Turning geeks into gods: reality TV lifts the lid on technology start-ups
Philip Ellison 22 October, 2012 at 03:10
For a number of years now, the world has admired and envied the lives of the lucky elite working in the glamorous spheres of fashion and entertainment via staged soaps like The Hills and competitive reality shows like Project Runway. Now it’s the movers and shakers in the world of technology who are set to inspire and annoy us in equal measure, with two new forthcoming TV shows shining the spotlight on the behind the scenes work of engineers and developers.
“Geeks are definitely the new rock stars,” we are told by Hermione Way, one of the cast members of Start-Ups: Silicon Valley, a glossy docu-soap about six young entrepreneurs chasing their dreams in, you guessed it, Silicon Valley. The show’s promotional clips certainly make it look higher brow than some of its reality TV peers, as the stars actually appear to take their work seriously (Jersey Shore, I’m looking at you), but there is still a conspicuous amount of crying, partying and drama for a show that purports to be about a notoriously competitive and work-obsessed field.

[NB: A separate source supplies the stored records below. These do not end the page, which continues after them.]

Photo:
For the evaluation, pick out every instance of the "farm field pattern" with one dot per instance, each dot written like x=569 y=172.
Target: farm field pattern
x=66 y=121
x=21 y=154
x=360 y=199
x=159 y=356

It will be interesting to see just how much footage is dedicated to hard graft. The blood, sweat and tears that go into the early days of a start-up have already been fictionalised in the popular comedy web-series Leap Year, now in its second season, which features cameo appearances from a number of high profile, real life entrepreneurs (not to mention cult television actress Eliza Dushku). Still, while viewers will have to wait to make up their minds about the verisimilitude of Start-Ups: Silicon Valley (it doesn’t premiere on Bravo until November), the programme does at least have some decent credentials, with Facebook’s former marketing director Randi Zuckerberg listed as executive producer.
Also coming to screens sometime next year is Objective-Sea, a game show which whisks 25 people to a desert island, splits them into teams, and sets them the challenge of creating a mobile phone app using only an iPhone, iPad and one single laptop. Taking its title from the programming language Objective-C, the show will explore the popular notion that “everyone has an idea for an app”.
The project’s creator, app developer Craig Lockwood, is eager to ensure focus stays on the technology and innovation aspects of the show, and avoid sensationalist reality TV tropes – catfights and evictions are officially verboten. Speaking to Fast Company, Lockwood said; “We have shows for everyone, from chefs to gardeners, that spawn mini celebrities who become really approachable…it’s time developers and engineers are shown in a different light.” Lockwood intends for all five teams’ apps to make their way to the App Store, with the developers themselves retaining all intellectual property rights.
There’s nothing like media exposure to make something trendy. You never know; between the docu-soap, web-series and game show, viewers may actually gain some valuable insight into what it takes to create a product and found a company, and decide to try it for themselves. There’s a lot to be said for instilling a little ambition into your audience, rather than simply dosing them up on irritation and lifestyle envy, The Hills-style.